Sunday, August 31, 2008

Hurricane Gustav Evacuation: First Night

Three years ago, I flew the third to the last helicopter out of my employer's Boothville, Louisiana base as Hurricane Katrina advanced. We'd talked about the likely path of the storm the day before, and most of we pilots had a feeling that the storm would not spare our base. We were right. Katrina made landfall almost directly over Boothville.

As Gustav advances, the fatalistic feeling about the Boothville base isn't there this time. That said, I'm really concerned for the folks who live in Grand Isle, Louisiana. It's Louisiana's only inhabited barrier island, home of Grand Isle State Park, and the location of one of our bases. I personally know several Grand Isle natives, and I worry about what they'll find when they return from the evacuation.

All of our aircraft made it into Tallahassee without incident. Some of the pilots look a little weary, to be sure: after spending the last few days pulling offshore oil workers out of harm's way in the Gulf of Mexico, a certain letdown is unavoidable. But it's the maintenance folks who've really lived through a crunch, as they've moved equipment out of bases, prepared helicopters for evacuations, and in some cases, resolved last minute maintenance problems. The mainstay of our fleet, the Sikorsky S-76C++, costs nearly ten million dollars per aircraft. It would not be good to leave one of them on the ground in the face of an advancing hurricane.

Our licenced mechanics, by in large, are a great group of guys. After twenty-nine years working for the same employer, I'm still sometimes amazed with what they can pull off. Many of them have been burning the candle at both ends with Gustav's approach, but I hope they're all sleeping like babies tonight.

I talked with Rhonda and Dylan four times today: once in the morning before leaving Boothville, again during our fuel stop in Destin, and twice--so far--upon arriving in our "safe haven" of Tallahassee.

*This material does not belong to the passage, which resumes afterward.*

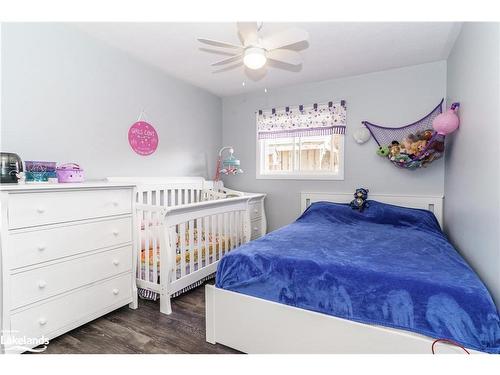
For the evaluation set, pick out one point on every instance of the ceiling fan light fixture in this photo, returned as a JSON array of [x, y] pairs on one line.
[[254, 58]]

I feel guilty because I can tell they were worrying, and I feel like I failed to explain what was going on adequately.

Tommorrow will likely involve just sitting and waiting, as we wonder where Gustav will land, and wonder whether any of our bases get pounded into oblivion. It's a waiting game from here, until we get word that it's time to remobilize. It's the calm before a different kind of storm.

Let the calm commence.


Debby said...

You really, really have to be grateful for the ubiquitous cell phone! 20 years ago Rhonda and Dylan would have had a far longer wait for your phone call. Glad that you're safe. I'm posting a link to your blog from mine, if that is all right with you.

Enjoy your calm.

quid said...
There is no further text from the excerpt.